I became a fan of Sheinmel last year, so I snagged a few of her paperbacks, and have been working my way through her back catalog. I had more issues with this book than some of her other work because I didn’t care for the main character, Ellie. I usually can deal with unlikeable characters, but there were things about Ellie that just grated on me. Those things had nothing to do with her claustrophobia but with her constant “poor me” state. Ellie was a flat character who was only her claustrophobia when she could have been so much more. She had a less than stellar mother who made Ellie’s illness her own fault. I would have liked her roommate Sam, but he is another flat character who is more of a supporting character than anything.
I also had a few continuity issues. For example, Ellie says she hadn’t talked to Eliza’s father since she was 7, but she spoke to him when Eliza moved into the dorm. The drama towards the end felt contrived.

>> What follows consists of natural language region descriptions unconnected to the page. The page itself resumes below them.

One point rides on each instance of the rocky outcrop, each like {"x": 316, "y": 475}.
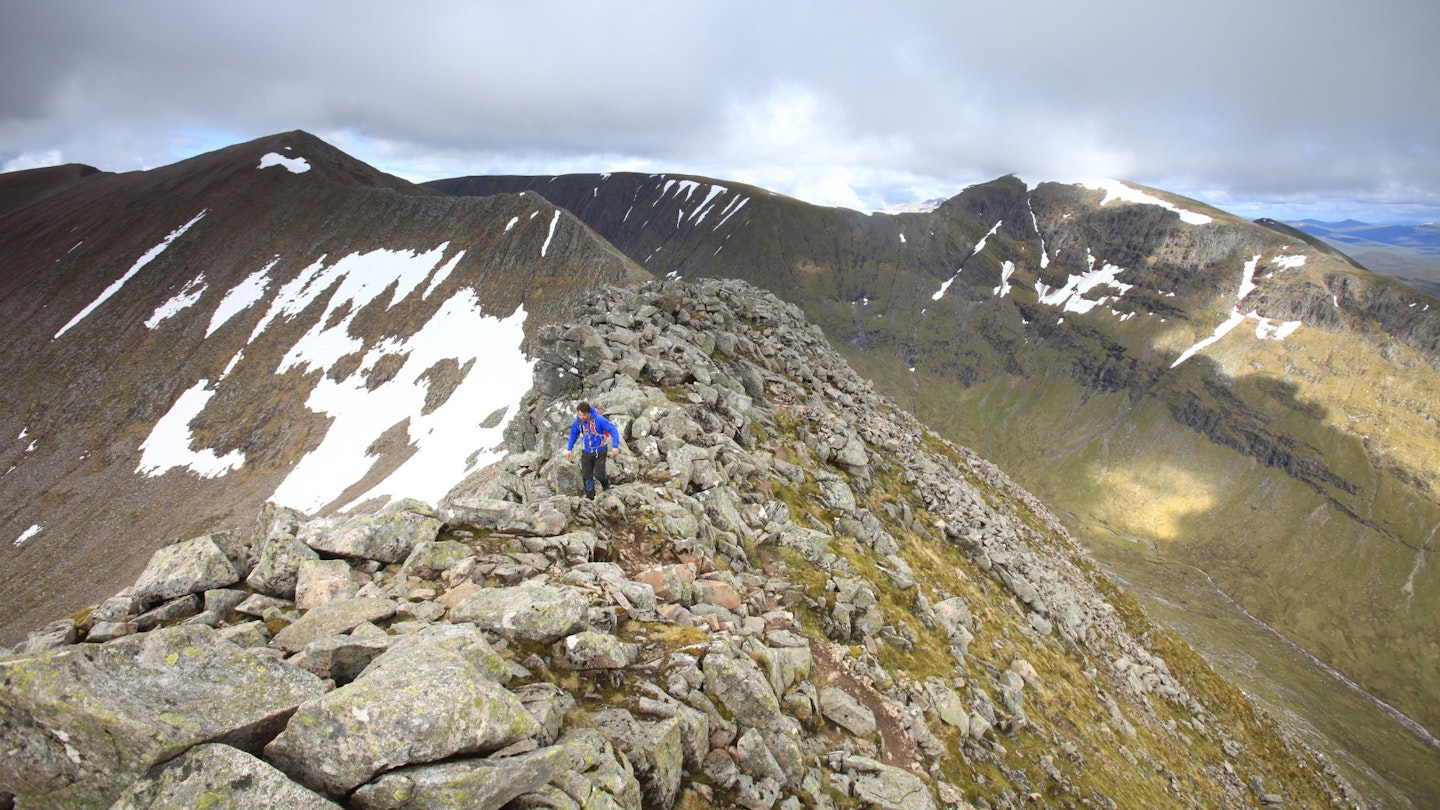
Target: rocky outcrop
{"x": 792, "y": 595}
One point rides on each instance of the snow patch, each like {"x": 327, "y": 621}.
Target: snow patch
{"x": 1072, "y": 297}
{"x": 150, "y": 255}
{"x": 241, "y": 297}
{"x": 293, "y": 165}
{"x": 169, "y": 444}
{"x": 1247, "y": 278}
{"x": 1007, "y": 270}
{"x": 26, "y": 535}
{"x": 182, "y": 300}
{"x": 978, "y": 248}
{"x": 550, "y": 235}
{"x": 1118, "y": 190}
{"x": 1267, "y": 329}
{"x": 1236, "y": 319}
{"x": 450, "y": 441}
{"x": 356, "y": 278}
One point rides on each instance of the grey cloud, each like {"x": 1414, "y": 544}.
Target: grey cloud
{"x": 1254, "y": 98}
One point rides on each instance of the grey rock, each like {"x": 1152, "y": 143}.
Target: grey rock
{"x": 222, "y": 601}
{"x": 547, "y": 704}
{"x": 110, "y": 630}
{"x": 416, "y": 704}
{"x": 383, "y": 538}
{"x": 257, "y": 604}
{"x": 743, "y": 689}
{"x": 755, "y": 758}
{"x": 320, "y": 581}
{"x": 654, "y": 748}
{"x": 483, "y": 784}
{"x": 278, "y": 567}
{"x": 222, "y": 779}
{"x": 331, "y": 619}
{"x": 172, "y": 611}
{"x": 598, "y": 650}
{"x": 886, "y": 787}
{"x": 54, "y": 634}
{"x": 533, "y": 613}
{"x": 847, "y": 712}
{"x": 432, "y": 558}
{"x": 162, "y": 692}
{"x": 185, "y": 568}
{"x": 504, "y": 518}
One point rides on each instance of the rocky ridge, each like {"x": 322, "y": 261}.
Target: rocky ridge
{"x": 792, "y": 595}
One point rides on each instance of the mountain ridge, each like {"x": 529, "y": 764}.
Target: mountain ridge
{"x": 196, "y": 283}
{"x": 1191, "y": 385}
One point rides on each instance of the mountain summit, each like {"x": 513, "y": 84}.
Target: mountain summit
{"x": 792, "y": 594}
{"x": 1182, "y": 385}
{"x": 268, "y": 322}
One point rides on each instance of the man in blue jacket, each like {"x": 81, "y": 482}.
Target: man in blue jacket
{"x": 598, "y": 438}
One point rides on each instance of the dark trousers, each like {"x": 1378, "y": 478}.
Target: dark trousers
{"x": 592, "y": 469}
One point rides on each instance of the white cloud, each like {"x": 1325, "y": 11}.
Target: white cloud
{"x": 33, "y": 160}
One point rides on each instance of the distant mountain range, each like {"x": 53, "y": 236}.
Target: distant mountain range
{"x": 280, "y": 322}
{"x": 1409, "y": 252}
{"x": 1240, "y": 398}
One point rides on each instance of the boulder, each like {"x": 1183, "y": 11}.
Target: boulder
{"x": 320, "y": 581}
{"x": 331, "y": 619}
{"x": 162, "y": 692}
{"x": 415, "y": 704}
{"x": 483, "y": 784}
{"x": 504, "y": 516}
{"x": 598, "y": 650}
{"x": 432, "y": 558}
{"x": 654, "y": 748}
{"x": 533, "y": 613}
{"x": 278, "y": 567}
{"x": 670, "y": 582}
{"x": 179, "y": 570}
{"x": 886, "y": 787}
{"x": 847, "y": 712}
{"x": 54, "y": 634}
{"x": 222, "y": 779}
{"x": 383, "y": 538}
{"x": 743, "y": 689}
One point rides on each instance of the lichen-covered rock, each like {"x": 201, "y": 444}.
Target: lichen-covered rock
{"x": 654, "y": 748}
{"x": 847, "y": 712}
{"x": 162, "y": 692}
{"x": 432, "y": 558}
{"x": 743, "y": 689}
{"x": 533, "y": 613}
{"x": 54, "y": 634}
{"x": 177, "y": 570}
{"x": 481, "y": 784}
{"x": 504, "y": 518}
{"x": 218, "y": 777}
{"x": 598, "y": 650}
{"x": 331, "y": 619}
{"x": 278, "y": 567}
{"x": 884, "y": 787}
{"x": 416, "y": 704}
{"x": 318, "y": 581}
{"x": 383, "y": 538}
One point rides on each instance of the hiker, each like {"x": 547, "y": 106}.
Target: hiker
{"x": 595, "y": 434}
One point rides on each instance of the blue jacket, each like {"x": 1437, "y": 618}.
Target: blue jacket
{"x": 594, "y": 434}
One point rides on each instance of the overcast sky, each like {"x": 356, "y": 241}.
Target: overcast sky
{"x": 1282, "y": 108}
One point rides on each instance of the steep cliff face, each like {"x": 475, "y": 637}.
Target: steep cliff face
{"x": 272, "y": 320}
{"x": 1229, "y": 394}
{"x": 791, "y": 594}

It lasted for two paragraphs.
Aside from that, I always appreciate that Sheinmel includes mental health in her books, and she researches what she’s writing about. The slow unveiling of Eliza’s chapters helped to tell the complete story and was thoughtfully done.
About the Book:
When Eliza Hart, the most popular girl at Ventana Ranch boarding school, is found dead, Ellie Sokoloff is determined to figure out what happened to her. After all, Eliza was Ellie’s childhood best friend.
Never mind that ever since Ellie arrived at school Eliza has spread terrible rumors about her, calling her a liar and a stalker, when all Ellie wanted to do was rekindle their old friendship. Or that Ellie’s claustrophobia limits where she can go and what she can do. Or that Ellie’s suitemate, Sam, is the only one who will help her . . . because to everyone else, Ellie looks like the top suspect.
Can Ellie clear her name and solve the mystery behind Eliza’s death? Her hunt for the truth will uncover secrets she never imagined, sending her deep into her own memories of her childhood with Eliza Hart.